Et comme Durtal ne répliquait pas, la voix insinua doucement :

— Cette loi est tellement inique qu’il semble que le Créateur en ait eu honte et que, pour se punir de sa férocité et ne pas se faire à jamais exécrer par sa créature, il ait voulu souffrir sur la croix, expier son crime, en la personne de son propre Fils !
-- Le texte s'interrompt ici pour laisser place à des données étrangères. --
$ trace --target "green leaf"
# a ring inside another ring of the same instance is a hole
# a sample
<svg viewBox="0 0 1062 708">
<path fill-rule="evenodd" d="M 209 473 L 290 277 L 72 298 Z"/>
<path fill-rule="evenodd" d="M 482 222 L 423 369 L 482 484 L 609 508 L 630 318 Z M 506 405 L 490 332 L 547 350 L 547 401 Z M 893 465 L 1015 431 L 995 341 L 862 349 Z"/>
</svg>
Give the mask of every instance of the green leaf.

— Mais, s’écria Durtal exaspéré, Dieu n’a pu commettre un crime et se châtier ; si cela était, Jésus serait le Rédempteur de son Père et non le nôtre ; c’est fou !

Il retrouvait peu à peu son équilibre ; lentement, il récita le Symbole des Apôtres, tandis que les objections qui le démolissaient se pressaient, les unes à la suite des autres, en lui.

Il y a un fait certain, se dit-il, car il était, dans cette bagarre, très lucide : c’est que nous sommes deux pour l’instant en moi. Je puis suivre mes raisonnements et j’entends, de l’autre côté, les sophismes que mon double me souffle. Jamais cette dualité ne m’était apparue aussi nette.

Et l’attaque faiblit sur cette réflexion ; on eût cru que l’ennemi découvert battait en retraite.

Mais, il n’en fut rien ; après une courte trêve, l’assaut recommença sur un autre point.

— Es-tu bien sûr de ne t’être pas suggestionné, de ne t’être pas monté le coup à toi-même ? A force d’avoir voulu croire, tu as fini par enfanter et par t’implanter, en la déguisant sous le nom de grâce, une idée fixe autour de laquelle maintenant tout festonne. Tu te plains de n’avoir pas éprouvé des joies sensibles après ta communion, cela démontre simplement que tu ne t’étais pas assez tendu, ou que, lassée de ses excès de la veille, ton imagination s’est révélée inapte à te jouer l’affolante féerie que tu te réclamais, après la messe.

Au reste, tu devrais le savoir, tout dépend, dans ces questions-là, de l’activité plus ou moins fébrile de la cervelle et des sens ; vois ce qui a lieu pour les femmes ; elles se leurrent plus facilement que l’homme ; car là encore se décèle la différence des conformations, la variété des sexes ; le Christ se donne charnellement sous les apparences d’un pain ; c’est le mariage mystique, l’union divine consommée par la voie des lèvres ; il est bien l’époux des femmes, tandis que, nous autres, sans le vouloir, par l’aimant même de notre nature, nous sommes plus attirés par la Vierge. Mais elle ne se livre pas, ainsi que son fils, à nous ; elle ne réside pas dans le Sacrement ; la possession est avec elle impossible ; elle est notre mère mais elle n’est pas notre Épouse, comme lui est l’Époux des Vierges.